Die Didaktik des ökumenischen Lernens hatte aber von Anfang
an noch mit einer ganz anderen Hypothek zu ringen. Sie blieb solange
unterschwellig, als die Vision trug. Aber nun schiebt sie sich mit Macht in den Vordergrund. Ich erinnere an die hochgesteckten Erwartungen des ökumenischen
Lernens, die mit seinen fünf enorm anspruchsvollen pädagogischen Kategorien
"grenzüberschreitend", "handlungsorientiert", "soziales Lernen",
"interkulturelles Lernen" und "Lernen als ganzheitlicher Prozess" Versagenserfahrungen geradezu provozieren. Die mit ihnen verbundenen schweren
Probleme und Fragestellungen blieben weitgehend ungeklärt; z.B. wie im
grenzüberschreitenden handlungsorientierten sozialen Lernen mit interkulturellem
Impetus das Globale mit dem Lokalen in einem ganzheitlichen Prozess verknüpft
werden könnte.
Die Dialektik zwischen globalen und lokalen Fragen, die Ernst
Lange in seine bekannte Formel des ökumenischen Lernens "global denken – lokal
handeln" fasste, ließ hoffen, gemeinsame Probleme würden vielen Menschen im
Alltag so sehr auf den Nägeln brennen, dass sie alsbald und zunehmend bereit
sein würden, sie global und international anzugehen. Er hoffte (in der Tradition
der deutschen Aufklärung seit Immanuel Kant), dass wir in der Lage sind, den
Universalismus im Partikulen zu gewinnen und durch universell gültige
Verhaltensweisen (und entsprechende Gesetze) zu sichern, obwohl wir im
Partikularen eingebunden bleiben. Das Gegenteil scheint aber der Fall zu sein.
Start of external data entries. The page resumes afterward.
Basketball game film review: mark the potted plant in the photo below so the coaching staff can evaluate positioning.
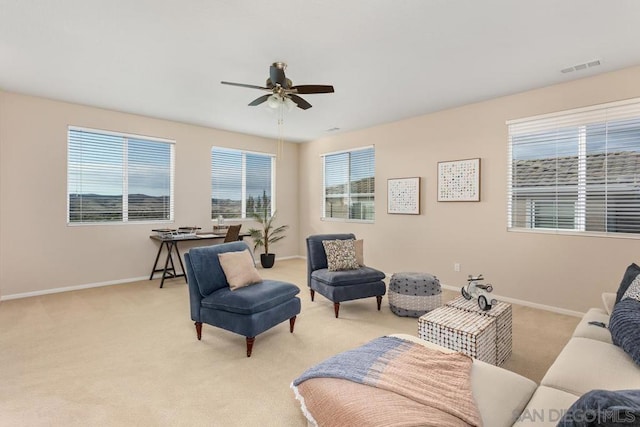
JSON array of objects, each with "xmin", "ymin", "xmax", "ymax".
[{"xmin": 249, "ymin": 204, "xmax": 289, "ymax": 268}]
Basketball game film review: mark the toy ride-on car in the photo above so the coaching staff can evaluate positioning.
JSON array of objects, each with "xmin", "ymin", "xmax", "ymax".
[{"xmin": 461, "ymin": 274, "xmax": 498, "ymax": 311}]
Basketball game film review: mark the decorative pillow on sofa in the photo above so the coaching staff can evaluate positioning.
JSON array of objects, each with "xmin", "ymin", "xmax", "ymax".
[
  {"xmin": 558, "ymin": 390, "xmax": 640, "ymax": 427},
  {"xmin": 620, "ymin": 274, "xmax": 640, "ymax": 301},
  {"xmin": 609, "ymin": 298, "xmax": 640, "ymax": 365},
  {"xmin": 218, "ymin": 249, "xmax": 262, "ymax": 291},
  {"xmin": 353, "ymin": 239, "xmax": 364, "ymax": 267},
  {"xmin": 322, "ymin": 239, "xmax": 360, "ymax": 271},
  {"xmin": 616, "ymin": 263, "xmax": 640, "ymax": 304}
]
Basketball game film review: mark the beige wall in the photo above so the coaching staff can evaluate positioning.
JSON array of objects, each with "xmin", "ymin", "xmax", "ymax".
[
  {"xmin": 299, "ymin": 67, "xmax": 640, "ymax": 311},
  {"xmin": 0, "ymin": 91, "xmax": 299, "ymax": 297}
]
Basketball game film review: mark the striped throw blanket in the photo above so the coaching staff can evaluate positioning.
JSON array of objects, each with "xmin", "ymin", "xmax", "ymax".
[{"xmin": 291, "ymin": 337, "xmax": 482, "ymax": 427}]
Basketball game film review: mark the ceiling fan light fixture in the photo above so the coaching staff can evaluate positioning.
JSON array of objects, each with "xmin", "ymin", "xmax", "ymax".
[
  {"xmin": 284, "ymin": 98, "xmax": 297, "ymax": 111},
  {"xmin": 267, "ymin": 93, "xmax": 282, "ymax": 110}
]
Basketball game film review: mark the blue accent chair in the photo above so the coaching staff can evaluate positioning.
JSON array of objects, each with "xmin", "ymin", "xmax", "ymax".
[
  {"xmin": 307, "ymin": 234, "xmax": 386, "ymax": 318},
  {"xmin": 184, "ymin": 241, "xmax": 300, "ymax": 357}
]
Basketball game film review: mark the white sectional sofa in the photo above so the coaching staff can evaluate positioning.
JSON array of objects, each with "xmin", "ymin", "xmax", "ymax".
[{"xmin": 397, "ymin": 293, "xmax": 640, "ymax": 427}]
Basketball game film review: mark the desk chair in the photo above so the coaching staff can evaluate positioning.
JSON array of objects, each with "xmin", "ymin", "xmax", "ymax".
[{"xmin": 224, "ymin": 224, "xmax": 242, "ymax": 243}]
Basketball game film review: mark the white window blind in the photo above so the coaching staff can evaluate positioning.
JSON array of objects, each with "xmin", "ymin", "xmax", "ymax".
[
  {"xmin": 507, "ymin": 99, "xmax": 640, "ymax": 237},
  {"xmin": 67, "ymin": 127, "xmax": 174, "ymax": 224},
  {"xmin": 211, "ymin": 147, "xmax": 275, "ymax": 219},
  {"xmin": 322, "ymin": 147, "xmax": 375, "ymax": 221}
]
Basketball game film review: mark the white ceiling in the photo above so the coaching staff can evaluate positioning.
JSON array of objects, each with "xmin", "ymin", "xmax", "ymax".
[{"xmin": 0, "ymin": 0, "xmax": 640, "ymax": 141}]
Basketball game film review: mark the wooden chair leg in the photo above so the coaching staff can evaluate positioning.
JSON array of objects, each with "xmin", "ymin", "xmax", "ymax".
[
  {"xmin": 247, "ymin": 337, "xmax": 256, "ymax": 357},
  {"xmin": 196, "ymin": 322, "xmax": 202, "ymax": 341}
]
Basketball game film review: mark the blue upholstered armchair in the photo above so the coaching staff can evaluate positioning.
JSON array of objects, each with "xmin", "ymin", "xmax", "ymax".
[
  {"xmin": 307, "ymin": 234, "xmax": 386, "ymax": 318},
  {"xmin": 185, "ymin": 241, "xmax": 300, "ymax": 357}
]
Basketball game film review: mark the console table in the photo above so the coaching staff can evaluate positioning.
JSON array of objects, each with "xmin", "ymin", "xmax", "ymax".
[{"xmin": 149, "ymin": 233, "xmax": 249, "ymax": 287}]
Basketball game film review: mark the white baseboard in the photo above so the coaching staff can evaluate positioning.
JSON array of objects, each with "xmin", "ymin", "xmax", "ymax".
[
  {"xmin": 440, "ymin": 283, "xmax": 584, "ymax": 317},
  {"xmin": 0, "ymin": 276, "xmax": 149, "ymax": 301}
]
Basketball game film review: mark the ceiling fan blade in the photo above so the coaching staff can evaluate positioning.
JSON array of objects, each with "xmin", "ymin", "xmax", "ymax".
[
  {"xmin": 249, "ymin": 95, "xmax": 271, "ymax": 107},
  {"xmin": 291, "ymin": 85, "xmax": 334, "ymax": 94},
  {"xmin": 220, "ymin": 82, "xmax": 271, "ymax": 91},
  {"xmin": 289, "ymin": 94, "xmax": 311, "ymax": 110},
  {"xmin": 269, "ymin": 64, "xmax": 287, "ymax": 87}
]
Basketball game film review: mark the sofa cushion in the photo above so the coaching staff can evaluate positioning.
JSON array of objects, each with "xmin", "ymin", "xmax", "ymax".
[
  {"xmin": 616, "ymin": 263, "xmax": 640, "ymax": 304},
  {"xmin": 353, "ymin": 239, "xmax": 364, "ymax": 267},
  {"xmin": 558, "ymin": 390, "xmax": 640, "ymax": 427},
  {"xmin": 322, "ymin": 239, "xmax": 360, "ymax": 271},
  {"xmin": 311, "ymin": 267, "xmax": 385, "ymax": 286},
  {"xmin": 573, "ymin": 308, "xmax": 612, "ymax": 344},
  {"xmin": 189, "ymin": 242, "xmax": 249, "ymax": 297},
  {"xmin": 540, "ymin": 337, "xmax": 640, "ymax": 395},
  {"xmin": 513, "ymin": 385, "xmax": 579, "ymax": 427},
  {"xmin": 609, "ymin": 298, "xmax": 640, "ymax": 366},
  {"xmin": 392, "ymin": 334, "xmax": 536, "ymax": 427},
  {"xmin": 620, "ymin": 274, "xmax": 640, "ymax": 301},
  {"xmin": 602, "ymin": 292, "xmax": 616, "ymax": 315},
  {"xmin": 202, "ymin": 280, "xmax": 300, "ymax": 314},
  {"xmin": 218, "ymin": 249, "xmax": 262, "ymax": 291},
  {"xmin": 307, "ymin": 233, "xmax": 356, "ymax": 271}
]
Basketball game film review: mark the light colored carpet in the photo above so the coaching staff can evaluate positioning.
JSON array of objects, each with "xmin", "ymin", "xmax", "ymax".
[{"xmin": 0, "ymin": 259, "xmax": 578, "ymax": 426}]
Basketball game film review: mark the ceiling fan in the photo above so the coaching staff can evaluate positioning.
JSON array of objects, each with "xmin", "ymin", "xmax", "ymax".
[{"xmin": 220, "ymin": 62, "xmax": 333, "ymax": 110}]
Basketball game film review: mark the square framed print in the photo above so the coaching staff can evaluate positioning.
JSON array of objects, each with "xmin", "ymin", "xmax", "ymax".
[
  {"xmin": 387, "ymin": 177, "xmax": 420, "ymax": 215},
  {"xmin": 438, "ymin": 158, "xmax": 480, "ymax": 202}
]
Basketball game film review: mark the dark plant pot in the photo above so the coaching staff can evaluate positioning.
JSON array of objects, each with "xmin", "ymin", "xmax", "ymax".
[{"xmin": 260, "ymin": 254, "xmax": 276, "ymax": 268}]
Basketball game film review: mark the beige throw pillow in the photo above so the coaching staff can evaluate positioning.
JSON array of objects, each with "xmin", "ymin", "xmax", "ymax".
[
  {"xmin": 218, "ymin": 249, "xmax": 262, "ymax": 291},
  {"xmin": 322, "ymin": 239, "xmax": 360, "ymax": 271},
  {"xmin": 354, "ymin": 239, "xmax": 364, "ymax": 267}
]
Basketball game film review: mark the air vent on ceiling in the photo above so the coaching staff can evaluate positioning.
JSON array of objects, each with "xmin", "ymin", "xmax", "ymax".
[{"xmin": 560, "ymin": 59, "xmax": 600, "ymax": 74}]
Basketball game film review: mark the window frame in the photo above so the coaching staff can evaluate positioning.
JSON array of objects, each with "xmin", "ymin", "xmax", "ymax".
[
  {"xmin": 320, "ymin": 145, "xmax": 376, "ymax": 224},
  {"xmin": 506, "ymin": 98, "xmax": 640, "ymax": 239},
  {"xmin": 66, "ymin": 125, "xmax": 176, "ymax": 227},
  {"xmin": 209, "ymin": 145, "xmax": 277, "ymax": 222}
]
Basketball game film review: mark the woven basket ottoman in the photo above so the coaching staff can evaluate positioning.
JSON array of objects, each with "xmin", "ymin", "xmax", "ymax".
[
  {"xmin": 418, "ymin": 306, "xmax": 496, "ymax": 365},
  {"xmin": 446, "ymin": 297, "xmax": 513, "ymax": 366},
  {"xmin": 387, "ymin": 273, "xmax": 442, "ymax": 317}
]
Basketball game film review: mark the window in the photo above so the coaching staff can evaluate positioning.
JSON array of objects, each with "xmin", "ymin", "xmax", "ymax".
[
  {"xmin": 507, "ymin": 99, "xmax": 640, "ymax": 237},
  {"xmin": 322, "ymin": 147, "xmax": 375, "ymax": 221},
  {"xmin": 211, "ymin": 147, "xmax": 275, "ymax": 219},
  {"xmin": 67, "ymin": 127, "xmax": 174, "ymax": 224}
]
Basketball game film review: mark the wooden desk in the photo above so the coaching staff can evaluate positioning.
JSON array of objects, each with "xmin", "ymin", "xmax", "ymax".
[{"xmin": 149, "ymin": 233, "xmax": 249, "ymax": 287}]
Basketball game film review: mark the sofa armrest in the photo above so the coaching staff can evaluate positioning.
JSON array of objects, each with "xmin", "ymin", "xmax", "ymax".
[{"xmin": 602, "ymin": 292, "xmax": 616, "ymax": 315}]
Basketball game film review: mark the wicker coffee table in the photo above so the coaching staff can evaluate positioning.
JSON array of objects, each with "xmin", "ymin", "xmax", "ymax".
[
  {"xmin": 445, "ymin": 297, "xmax": 513, "ymax": 366},
  {"xmin": 418, "ymin": 306, "xmax": 496, "ymax": 365}
]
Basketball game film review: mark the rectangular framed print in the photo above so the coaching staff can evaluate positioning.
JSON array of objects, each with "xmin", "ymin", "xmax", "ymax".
[
  {"xmin": 438, "ymin": 158, "xmax": 480, "ymax": 202},
  {"xmin": 387, "ymin": 177, "xmax": 420, "ymax": 215}
]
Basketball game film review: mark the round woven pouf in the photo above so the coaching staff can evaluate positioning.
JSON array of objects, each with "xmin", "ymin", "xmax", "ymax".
[{"xmin": 387, "ymin": 273, "xmax": 442, "ymax": 317}]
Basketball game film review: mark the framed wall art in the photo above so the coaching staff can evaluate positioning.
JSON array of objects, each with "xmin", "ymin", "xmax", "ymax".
[
  {"xmin": 438, "ymin": 158, "xmax": 480, "ymax": 202},
  {"xmin": 387, "ymin": 177, "xmax": 420, "ymax": 215}
]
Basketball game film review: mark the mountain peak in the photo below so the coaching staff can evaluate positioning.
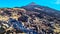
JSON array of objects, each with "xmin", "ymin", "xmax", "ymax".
[{"xmin": 29, "ymin": 2, "xmax": 37, "ymax": 5}]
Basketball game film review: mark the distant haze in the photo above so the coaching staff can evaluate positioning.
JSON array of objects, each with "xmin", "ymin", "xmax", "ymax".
[{"xmin": 0, "ymin": 0, "xmax": 60, "ymax": 10}]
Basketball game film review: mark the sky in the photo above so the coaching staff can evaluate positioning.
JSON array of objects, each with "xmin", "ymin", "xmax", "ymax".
[{"xmin": 0, "ymin": 0, "xmax": 60, "ymax": 10}]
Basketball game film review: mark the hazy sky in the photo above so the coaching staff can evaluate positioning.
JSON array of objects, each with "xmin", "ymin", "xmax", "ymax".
[{"xmin": 0, "ymin": 0, "xmax": 60, "ymax": 10}]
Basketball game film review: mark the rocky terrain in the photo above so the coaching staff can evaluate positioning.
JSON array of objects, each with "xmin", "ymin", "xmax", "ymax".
[{"xmin": 0, "ymin": 2, "xmax": 60, "ymax": 34}]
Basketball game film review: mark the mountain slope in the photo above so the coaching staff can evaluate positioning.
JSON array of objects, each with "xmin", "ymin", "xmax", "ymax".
[{"xmin": 21, "ymin": 2, "xmax": 60, "ymax": 18}]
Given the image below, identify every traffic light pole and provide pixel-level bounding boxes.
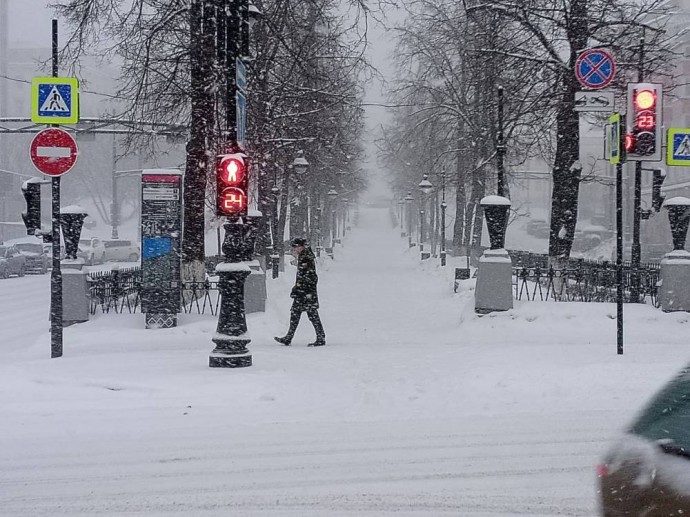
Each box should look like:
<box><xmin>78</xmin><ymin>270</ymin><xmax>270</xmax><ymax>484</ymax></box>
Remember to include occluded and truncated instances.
<box><xmin>496</xmin><ymin>86</ymin><xmax>506</xmax><ymax>196</ymax></box>
<box><xmin>616</xmin><ymin>155</ymin><xmax>625</xmax><ymax>355</ymax></box>
<box><xmin>209</xmin><ymin>0</ymin><xmax>257</xmax><ymax>368</ymax></box>
<box><xmin>630</xmin><ymin>36</ymin><xmax>644</xmax><ymax>303</ymax></box>
<box><xmin>50</xmin><ymin>20</ymin><xmax>62</xmax><ymax>358</ymax></box>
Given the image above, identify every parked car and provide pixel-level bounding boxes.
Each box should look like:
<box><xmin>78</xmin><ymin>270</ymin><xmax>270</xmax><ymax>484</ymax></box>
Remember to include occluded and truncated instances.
<box><xmin>103</xmin><ymin>240</ymin><xmax>141</xmax><ymax>262</ymax></box>
<box><xmin>5</xmin><ymin>237</ymin><xmax>50</xmax><ymax>275</ymax></box>
<box><xmin>77</xmin><ymin>237</ymin><xmax>105</xmax><ymax>266</ymax></box>
<box><xmin>597</xmin><ymin>366</ymin><xmax>690</xmax><ymax>517</ymax></box>
<box><xmin>0</xmin><ymin>245</ymin><xmax>26</xmax><ymax>278</ymax></box>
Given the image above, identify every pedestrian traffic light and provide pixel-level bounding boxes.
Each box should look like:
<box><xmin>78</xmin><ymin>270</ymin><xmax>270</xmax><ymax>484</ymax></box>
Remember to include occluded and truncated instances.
<box><xmin>652</xmin><ymin>169</ymin><xmax>666</xmax><ymax>212</ymax></box>
<box><xmin>625</xmin><ymin>83</ymin><xmax>662</xmax><ymax>162</ymax></box>
<box><xmin>22</xmin><ymin>178</ymin><xmax>42</xmax><ymax>235</ymax></box>
<box><xmin>216</xmin><ymin>153</ymin><xmax>249</xmax><ymax>217</ymax></box>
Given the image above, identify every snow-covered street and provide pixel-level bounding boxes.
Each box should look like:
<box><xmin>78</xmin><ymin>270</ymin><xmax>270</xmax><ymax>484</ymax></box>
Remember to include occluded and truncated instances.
<box><xmin>0</xmin><ymin>208</ymin><xmax>690</xmax><ymax>517</ymax></box>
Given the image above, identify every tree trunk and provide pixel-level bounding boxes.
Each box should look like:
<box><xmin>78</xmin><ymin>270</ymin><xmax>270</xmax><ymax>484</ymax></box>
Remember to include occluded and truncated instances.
<box><xmin>182</xmin><ymin>0</ymin><xmax>216</xmax><ymax>281</ymax></box>
<box><xmin>549</xmin><ymin>0</ymin><xmax>588</xmax><ymax>264</ymax></box>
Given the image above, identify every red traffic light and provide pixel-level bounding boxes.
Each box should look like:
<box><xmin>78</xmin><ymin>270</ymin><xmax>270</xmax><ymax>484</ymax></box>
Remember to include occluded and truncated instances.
<box><xmin>216</xmin><ymin>153</ymin><xmax>249</xmax><ymax>216</ymax></box>
<box><xmin>217</xmin><ymin>158</ymin><xmax>245</xmax><ymax>185</ymax></box>
<box><xmin>635</xmin><ymin>90</ymin><xmax>656</xmax><ymax>110</ymax></box>
<box><xmin>218</xmin><ymin>187</ymin><xmax>247</xmax><ymax>215</ymax></box>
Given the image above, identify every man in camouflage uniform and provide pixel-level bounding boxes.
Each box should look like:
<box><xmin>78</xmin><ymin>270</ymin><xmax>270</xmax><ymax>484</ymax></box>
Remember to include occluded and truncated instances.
<box><xmin>274</xmin><ymin>238</ymin><xmax>326</xmax><ymax>346</ymax></box>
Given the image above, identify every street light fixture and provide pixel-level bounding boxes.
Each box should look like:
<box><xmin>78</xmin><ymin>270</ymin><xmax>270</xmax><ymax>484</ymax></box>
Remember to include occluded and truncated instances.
<box><xmin>326</xmin><ymin>187</ymin><xmax>338</xmax><ymax>258</ymax></box>
<box><xmin>441</xmin><ymin>167</ymin><xmax>448</xmax><ymax>266</ymax></box>
<box><xmin>404</xmin><ymin>191</ymin><xmax>414</xmax><ymax>248</ymax></box>
<box><xmin>398</xmin><ymin>198</ymin><xmax>405</xmax><ymax>237</ymax></box>
<box><xmin>292</xmin><ymin>150</ymin><xmax>309</xmax><ymax>174</ymax></box>
<box><xmin>419</xmin><ymin>174</ymin><xmax>434</xmax><ymax>260</ymax></box>
<box><xmin>247</xmin><ymin>2</ymin><xmax>264</xmax><ymax>31</ymax></box>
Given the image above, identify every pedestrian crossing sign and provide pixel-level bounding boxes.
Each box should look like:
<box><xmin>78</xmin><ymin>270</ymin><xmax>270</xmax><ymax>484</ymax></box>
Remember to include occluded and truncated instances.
<box><xmin>666</xmin><ymin>127</ymin><xmax>690</xmax><ymax>166</ymax></box>
<box><xmin>31</xmin><ymin>77</ymin><xmax>79</xmax><ymax>124</ymax></box>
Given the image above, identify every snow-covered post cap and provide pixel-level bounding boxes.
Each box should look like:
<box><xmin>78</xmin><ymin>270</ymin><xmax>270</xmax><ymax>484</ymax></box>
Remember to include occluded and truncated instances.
<box><xmin>479</xmin><ymin>196</ymin><xmax>510</xmax><ymax>250</ymax></box>
<box><xmin>661</xmin><ymin>196</ymin><xmax>690</xmax><ymax>252</ymax></box>
<box><xmin>479</xmin><ymin>196</ymin><xmax>511</xmax><ymax>206</ymax></box>
<box><xmin>661</xmin><ymin>196</ymin><xmax>690</xmax><ymax>208</ymax></box>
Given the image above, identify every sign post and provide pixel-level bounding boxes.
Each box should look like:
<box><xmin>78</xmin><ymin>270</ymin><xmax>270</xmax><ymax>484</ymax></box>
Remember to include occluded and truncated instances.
<box><xmin>606</xmin><ymin>113</ymin><xmax>625</xmax><ymax>355</ymax></box>
<box><xmin>666</xmin><ymin>127</ymin><xmax>690</xmax><ymax>167</ymax></box>
<box><xmin>141</xmin><ymin>169</ymin><xmax>182</xmax><ymax>328</ymax></box>
<box><xmin>575</xmin><ymin>49</ymin><xmax>616</xmax><ymax>90</ymax></box>
<box><xmin>31</xmin><ymin>76</ymin><xmax>79</xmax><ymax>124</ymax></box>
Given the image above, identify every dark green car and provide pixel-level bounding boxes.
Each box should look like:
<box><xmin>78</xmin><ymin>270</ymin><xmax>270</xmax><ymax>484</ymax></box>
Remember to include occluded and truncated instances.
<box><xmin>598</xmin><ymin>366</ymin><xmax>690</xmax><ymax>517</ymax></box>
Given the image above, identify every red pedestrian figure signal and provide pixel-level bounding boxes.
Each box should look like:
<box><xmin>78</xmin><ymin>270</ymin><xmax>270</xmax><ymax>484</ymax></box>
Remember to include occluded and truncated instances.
<box><xmin>625</xmin><ymin>83</ymin><xmax>662</xmax><ymax>161</ymax></box>
<box><xmin>216</xmin><ymin>153</ymin><xmax>249</xmax><ymax>217</ymax></box>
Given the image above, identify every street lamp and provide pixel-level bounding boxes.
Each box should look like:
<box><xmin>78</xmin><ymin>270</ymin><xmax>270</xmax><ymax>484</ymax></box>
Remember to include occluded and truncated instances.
<box><xmin>290</xmin><ymin>149</ymin><xmax>309</xmax><ymax>238</ymax></box>
<box><xmin>271</xmin><ymin>182</ymin><xmax>282</xmax><ymax>278</ymax></box>
<box><xmin>403</xmin><ymin>191</ymin><xmax>414</xmax><ymax>248</ymax></box>
<box><xmin>326</xmin><ymin>187</ymin><xmax>338</xmax><ymax>258</ymax></box>
<box><xmin>441</xmin><ymin>167</ymin><xmax>448</xmax><ymax>266</ymax></box>
<box><xmin>418</xmin><ymin>174</ymin><xmax>434</xmax><ymax>259</ymax></box>
<box><xmin>398</xmin><ymin>198</ymin><xmax>405</xmax><ymax>237</ymax></box>
<box><xmin>292</xmin><ymin>150</ymin><xmax>309</xmax><ymax>174</ymax></box>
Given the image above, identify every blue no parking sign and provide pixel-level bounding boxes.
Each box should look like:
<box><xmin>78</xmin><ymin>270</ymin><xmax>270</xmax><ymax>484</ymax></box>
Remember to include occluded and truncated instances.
<box><xmin>575</xmin><ymin>49</ymin><xmax>616</xmax><ymax>90</ymax></box>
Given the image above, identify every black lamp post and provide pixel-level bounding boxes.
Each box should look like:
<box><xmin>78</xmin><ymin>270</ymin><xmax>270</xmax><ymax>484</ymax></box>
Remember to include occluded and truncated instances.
<box><xmin>271</xmin><ymin>182</ymin><xmax>282</xmax><ymax>278</ymax></box>
<box><xmin>398</xmin><ymin>198</ymin><xmax>405</xmax><ymax>237</ymax></box>
<box><xmin>419</xmin><ymin>174</ymin><xmax>434</xmax><ymax>258</ymax></box>
<box><xmin>441</xmin><ymin>167</ymin><xmax>448</xmax><ymax>266</ymax></box>
<box><xmin>328</xmin><ymin>187</ymin><xmax>338</xmax><ymax>257</ymax></box>
<box><xmin>290</xmin><ymin>149</ymin><xmax>309</xmax><ymax>237</ymax></box>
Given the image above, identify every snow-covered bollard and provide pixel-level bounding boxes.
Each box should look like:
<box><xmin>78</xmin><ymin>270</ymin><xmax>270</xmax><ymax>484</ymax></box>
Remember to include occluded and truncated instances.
<box><xmin>657</xmin><ymin>197</ymin><xmax>690</xmax><ymax>312</ymax></box>
<box><xmin>474</xmin><ymin>196</ymin><xmax>513</xmax><ymax>314</ymax></box>
<box><xmin>208</xmin><ymin>216</ymin><xmax>261</xmax><ymax>368</ymax></box>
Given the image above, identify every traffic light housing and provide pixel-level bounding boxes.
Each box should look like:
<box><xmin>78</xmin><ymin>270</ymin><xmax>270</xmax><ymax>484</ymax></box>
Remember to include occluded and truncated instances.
<box><xmin>625</xmin><ymin>83</ymin><xmax>663</xmax><ymax>162</ymax></box>
<box><xmin>652</xmin><ymin>169</ymin><xmax>666</xmax><ymax>212</ymax></box>
<box><xmin>22</xmin><ymin>179</ymin><xmax>41</xmax><ymax>235</ymax></box>
<box><xmin>216</xmin><ymin>153</ymin><xmax>249</xmax><ymax>217</ymax></box>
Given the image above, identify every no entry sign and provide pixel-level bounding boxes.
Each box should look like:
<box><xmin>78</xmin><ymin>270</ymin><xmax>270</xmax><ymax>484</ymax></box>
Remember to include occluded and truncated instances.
<box><xmin>31</xmin><ymin>127</ymin><xmax>79</xmax><ymax>176</ymax></box>
<box><xmin>575</xmin><ymin>49</ymin><xmax>616</xmax><ymax>90</ymax></box>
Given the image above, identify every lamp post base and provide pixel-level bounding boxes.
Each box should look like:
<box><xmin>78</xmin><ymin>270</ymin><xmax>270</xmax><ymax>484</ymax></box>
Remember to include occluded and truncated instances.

Auch wenn globale Probleme wie z.B. der Streit um die
Sicherheit und Güte der Nahrungsmittel, den freien Warenverkehr und die
Umweltstandards, die Finanz- und Arbeitsmarktnormierung usw. "wie Blitze im
Erfahrungsraum der Menschen" einschlagen und dort geläufige "Prioritäten"
umstürzen, führt das nicht automatisch zu einem tiefgreifenden Wandel des
Verhaltens. Im Gegenteil: Es gibt bisher weder einen globalen Konsens darüber,
wie die alle betreffenden Probleme des Klimaschutzes, der ausreichenden
Bereitstellung von Nahrungsmitteln und ihre Güte, der Trinkwasserknappheit usw.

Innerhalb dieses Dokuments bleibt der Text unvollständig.